[WikiEN-l] Copyright question

Ray Saintonge saintonge at telus.net
Sat Apr 7 08:27:27 UTC 2007


Guy Chapman aka JzG wrote:

>On Fri, 06 Apr 2007 07:26:50 -0500, Rich Holton wrote:
>  
>
>>Here is where I see the crux of the issue in this thread: you are not 
>>interested in keeping the information in question. You do not value it. 
>>You are willing to eliminate it at request (which is all that their 
>>reply could possibly be seen as).
>>    
>>
>And you are wrong in your assertion.  I am interested in the article
>subject, I just don't think we may or should include the list in its
>entirety.
>
>Yes, I am prepared to eliminate it on request.  I am prepared to
>eliminate *any* asserted copyright on request, and allow it back in
>only when it is established that it does not violate copyright.  We
>get a steady trickle of complaints of copyright violation, and we
>generally *do* remove them.
>
While the development of the thread makes it easy to impute motives to 
Guy, those motivations do not help us to solve the copyright question..  
I have never supported the idea that just because somebody alleges their 
ownership of a copyright they must presumably be right.  It is a clear 
basis for further investigation.  If, after a very brief investigation, 
the facts do not support the claim, there should be no obligation to 
take down the material.  The claimant should then be invited to make a 
formal request, and fairly guided to the proper procedure. 

Even when material has a prima facie basis for take down, he should be 
advised that since his claim was essentially made ex parte, other views 
of the law may arise, that the deleted material may be restored, and if 
so he should again be prepared to make a formal request.

>Wikipedia/Wikimedia was established (and I hope continues to exist) to 
>make information freely available. Caving in to unreasonable claims of 
>copyright is not the way to do that.
>
Absolutely.

>You are, I think, confusing free-as-in-beer with free-as-in-speech. We
>are not allowed to include content that violates other people's
>copyright, and this is not in any way seen as incompatible with
>Wikipedia's mission.  
>
Nobody is arguing that we should violate the copyrights of others.  
Disagregating the two types of freedom is not always a straightforward task.

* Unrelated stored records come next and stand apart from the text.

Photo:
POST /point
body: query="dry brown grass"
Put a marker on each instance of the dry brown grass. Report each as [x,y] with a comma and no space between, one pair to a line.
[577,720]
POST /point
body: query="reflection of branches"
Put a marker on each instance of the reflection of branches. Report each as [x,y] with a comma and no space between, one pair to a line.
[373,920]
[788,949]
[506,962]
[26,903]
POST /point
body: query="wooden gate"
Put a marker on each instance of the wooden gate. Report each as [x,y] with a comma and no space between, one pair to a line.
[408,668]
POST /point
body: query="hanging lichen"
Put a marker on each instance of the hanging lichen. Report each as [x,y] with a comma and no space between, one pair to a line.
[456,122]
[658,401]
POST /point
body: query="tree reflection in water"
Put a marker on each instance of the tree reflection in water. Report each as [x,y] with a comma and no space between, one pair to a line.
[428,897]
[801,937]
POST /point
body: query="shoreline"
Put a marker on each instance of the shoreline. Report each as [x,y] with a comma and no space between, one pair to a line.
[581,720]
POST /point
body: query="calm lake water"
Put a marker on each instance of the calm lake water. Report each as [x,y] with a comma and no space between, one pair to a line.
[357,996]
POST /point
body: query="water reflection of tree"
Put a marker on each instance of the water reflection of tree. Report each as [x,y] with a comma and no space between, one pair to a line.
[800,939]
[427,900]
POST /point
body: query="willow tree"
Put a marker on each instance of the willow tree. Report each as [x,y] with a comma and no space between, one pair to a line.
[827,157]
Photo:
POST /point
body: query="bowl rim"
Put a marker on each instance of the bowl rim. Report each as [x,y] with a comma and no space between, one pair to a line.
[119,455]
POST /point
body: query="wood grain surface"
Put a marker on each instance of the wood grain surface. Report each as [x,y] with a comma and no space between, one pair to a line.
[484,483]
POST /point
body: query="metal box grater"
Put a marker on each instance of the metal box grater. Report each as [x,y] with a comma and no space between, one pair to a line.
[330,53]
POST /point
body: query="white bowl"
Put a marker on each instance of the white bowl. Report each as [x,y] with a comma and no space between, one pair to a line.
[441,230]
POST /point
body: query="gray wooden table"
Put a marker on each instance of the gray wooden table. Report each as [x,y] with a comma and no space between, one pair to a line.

>Removing unfree content has never been incompatible with Wikipedia's
>mission to make information freely available. We do it all the time.
>
It doesn't matter if the inputs are free as long as the outputs are 
free.  If an unfree input can be transformed into a free output that is 
consistent with our mission.

>>Note that I'm not saying that their claim would be unreasonable--I am 
>>not an expert in copyright law. But your position is that their mere 
>>request should result in our removing the information, when the question 
>>of whether this is a copyright violation is still very much in question.
>>    
>>
>Yes.  The request of any rights owner should always be respected, even
>if that respect takes the form of removing the content, debating,
>proving that the claim to rights is invalid, and re-inserting. 
>
A rights claimant is not necessarily the rights owner.  That can be an 
important factor in copyright suits.  As a part of his suit the claimant 
must prove that he owns the right to sue.  This effectively prevents 
claims from people who have no business making them.